Elementary school (paaralang elementarya in Filipino) is made up of 6 grades (some schools add an extra 7th grade). It is divided into primary level, the first 3 grades; and intermediate level, the second 3 or 4 grades. The school year, for all levels of education, starts in June and ends in March.
The core curriculum consists of the sciences, maths, English and Filipino languages as well as makabayan (social studies); physical education, music, and art are also included. It isn’t until the 3rd grade that science becomes an integral part of the curriculum. Religious and private schools offer a wider-range of subjects alongside the national curriculum followed in public schools.
In public schools the language of tuition varies between the subjects. The sciences and technology are taught in English and other subjects are taught in Filipino as decreed in the DECS Bilingual Policy. International schools generally use English as their base language but also commonly include lessons in Chinese and Spanish. Arabic is taught in Islamic schools.
Students sit a common exam called the National Achievement Test (NAT) at the end of their 6th grade.
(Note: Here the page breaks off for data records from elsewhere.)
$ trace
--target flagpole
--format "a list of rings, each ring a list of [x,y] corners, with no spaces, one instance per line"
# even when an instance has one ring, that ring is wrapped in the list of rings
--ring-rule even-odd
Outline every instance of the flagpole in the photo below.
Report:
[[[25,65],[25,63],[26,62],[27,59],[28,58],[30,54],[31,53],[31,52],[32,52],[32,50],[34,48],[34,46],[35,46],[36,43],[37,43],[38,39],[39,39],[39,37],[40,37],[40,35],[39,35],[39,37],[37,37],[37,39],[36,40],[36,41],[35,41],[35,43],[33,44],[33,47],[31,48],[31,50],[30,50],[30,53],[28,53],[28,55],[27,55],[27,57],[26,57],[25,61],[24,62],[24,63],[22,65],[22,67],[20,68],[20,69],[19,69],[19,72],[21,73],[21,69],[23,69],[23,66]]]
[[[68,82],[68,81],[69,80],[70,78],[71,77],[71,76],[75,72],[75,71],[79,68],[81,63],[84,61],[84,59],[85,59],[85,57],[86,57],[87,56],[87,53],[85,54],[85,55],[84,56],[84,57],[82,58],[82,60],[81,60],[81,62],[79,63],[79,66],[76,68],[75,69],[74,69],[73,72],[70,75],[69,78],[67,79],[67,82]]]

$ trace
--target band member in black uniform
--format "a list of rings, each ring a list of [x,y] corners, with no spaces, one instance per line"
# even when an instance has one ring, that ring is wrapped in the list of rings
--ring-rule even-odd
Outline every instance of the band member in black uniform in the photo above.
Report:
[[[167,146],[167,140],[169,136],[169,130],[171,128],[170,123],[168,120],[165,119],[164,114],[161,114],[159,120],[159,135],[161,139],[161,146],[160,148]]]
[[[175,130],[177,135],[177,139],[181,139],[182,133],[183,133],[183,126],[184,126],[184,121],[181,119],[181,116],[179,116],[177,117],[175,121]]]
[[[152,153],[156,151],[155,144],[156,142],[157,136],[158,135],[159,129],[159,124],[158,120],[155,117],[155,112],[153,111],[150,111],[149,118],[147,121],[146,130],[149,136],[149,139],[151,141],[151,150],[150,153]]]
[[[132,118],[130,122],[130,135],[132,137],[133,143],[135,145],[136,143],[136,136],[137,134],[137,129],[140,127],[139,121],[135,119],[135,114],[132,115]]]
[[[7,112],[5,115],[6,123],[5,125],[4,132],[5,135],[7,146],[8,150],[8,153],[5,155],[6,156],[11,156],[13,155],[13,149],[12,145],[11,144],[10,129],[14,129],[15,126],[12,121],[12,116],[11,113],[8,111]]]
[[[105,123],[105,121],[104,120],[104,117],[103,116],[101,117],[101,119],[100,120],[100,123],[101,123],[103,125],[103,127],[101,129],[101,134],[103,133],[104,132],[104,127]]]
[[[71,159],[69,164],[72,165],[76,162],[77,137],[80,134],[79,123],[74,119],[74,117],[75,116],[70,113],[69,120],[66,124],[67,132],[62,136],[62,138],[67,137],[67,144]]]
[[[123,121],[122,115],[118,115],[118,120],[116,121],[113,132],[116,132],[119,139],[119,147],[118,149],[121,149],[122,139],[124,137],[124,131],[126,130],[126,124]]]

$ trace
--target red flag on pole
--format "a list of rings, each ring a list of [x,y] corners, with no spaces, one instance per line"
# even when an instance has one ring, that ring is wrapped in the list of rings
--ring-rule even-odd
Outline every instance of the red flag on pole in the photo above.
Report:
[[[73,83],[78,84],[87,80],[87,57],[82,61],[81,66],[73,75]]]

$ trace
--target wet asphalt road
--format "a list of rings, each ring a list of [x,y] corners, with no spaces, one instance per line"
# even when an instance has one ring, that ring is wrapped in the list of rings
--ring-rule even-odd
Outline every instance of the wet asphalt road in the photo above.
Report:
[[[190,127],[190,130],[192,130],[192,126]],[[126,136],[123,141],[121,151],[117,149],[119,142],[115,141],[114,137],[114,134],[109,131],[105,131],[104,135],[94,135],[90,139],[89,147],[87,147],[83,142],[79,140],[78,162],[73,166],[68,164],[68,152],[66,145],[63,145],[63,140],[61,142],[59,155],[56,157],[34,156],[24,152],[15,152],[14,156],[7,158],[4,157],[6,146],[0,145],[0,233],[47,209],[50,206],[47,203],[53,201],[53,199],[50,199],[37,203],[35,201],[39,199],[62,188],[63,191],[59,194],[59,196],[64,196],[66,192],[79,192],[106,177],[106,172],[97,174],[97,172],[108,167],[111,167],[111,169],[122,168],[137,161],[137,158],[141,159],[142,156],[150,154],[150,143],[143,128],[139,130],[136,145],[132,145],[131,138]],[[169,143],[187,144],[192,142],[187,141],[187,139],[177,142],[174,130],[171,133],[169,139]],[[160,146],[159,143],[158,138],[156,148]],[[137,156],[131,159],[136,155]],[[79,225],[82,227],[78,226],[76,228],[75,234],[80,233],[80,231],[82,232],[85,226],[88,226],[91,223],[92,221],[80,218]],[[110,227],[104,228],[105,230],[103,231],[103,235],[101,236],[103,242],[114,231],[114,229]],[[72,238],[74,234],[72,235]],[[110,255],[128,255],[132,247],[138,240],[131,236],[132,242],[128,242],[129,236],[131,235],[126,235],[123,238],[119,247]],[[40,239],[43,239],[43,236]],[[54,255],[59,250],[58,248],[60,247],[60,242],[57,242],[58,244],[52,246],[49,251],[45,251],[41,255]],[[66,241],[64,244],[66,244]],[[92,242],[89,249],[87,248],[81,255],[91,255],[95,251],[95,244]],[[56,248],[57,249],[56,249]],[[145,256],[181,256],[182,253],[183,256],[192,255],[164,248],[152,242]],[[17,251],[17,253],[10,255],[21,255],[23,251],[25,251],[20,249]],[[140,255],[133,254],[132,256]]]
This is a measure of a school’s competency and not the student's ability. Currently no exam is needed to gain entrance to a public secondary school; most international or private schools do conduct admissions exams.
Secondary school, more commonly known as high school (paaralang sekundarya in Filipino) hasn’t changed much since the Philippines gained independence from the USA in 1947. This means it is based on the American high school system as it was in the early half of last century.
High school is made up of 4 grades, with each grade being slightly themed and following a set curriculum as specified by the Department of Education for both public and private schools. As well as the core subjects of maths, sciences, Filipino, English, history and geography there are minor subjects such as art, music, health, home economics and physical education. Specialist schools may offer other languages and subjects like computer programing as electives.
In their second year of high school students sit another version of the NAT. When they leave high school they can take the College Entrance Exam (CEE) which most universities, public and private, administer. Vocational colleges don’t tend to require an entrance exam, only a record of school studies and the enrollment fee.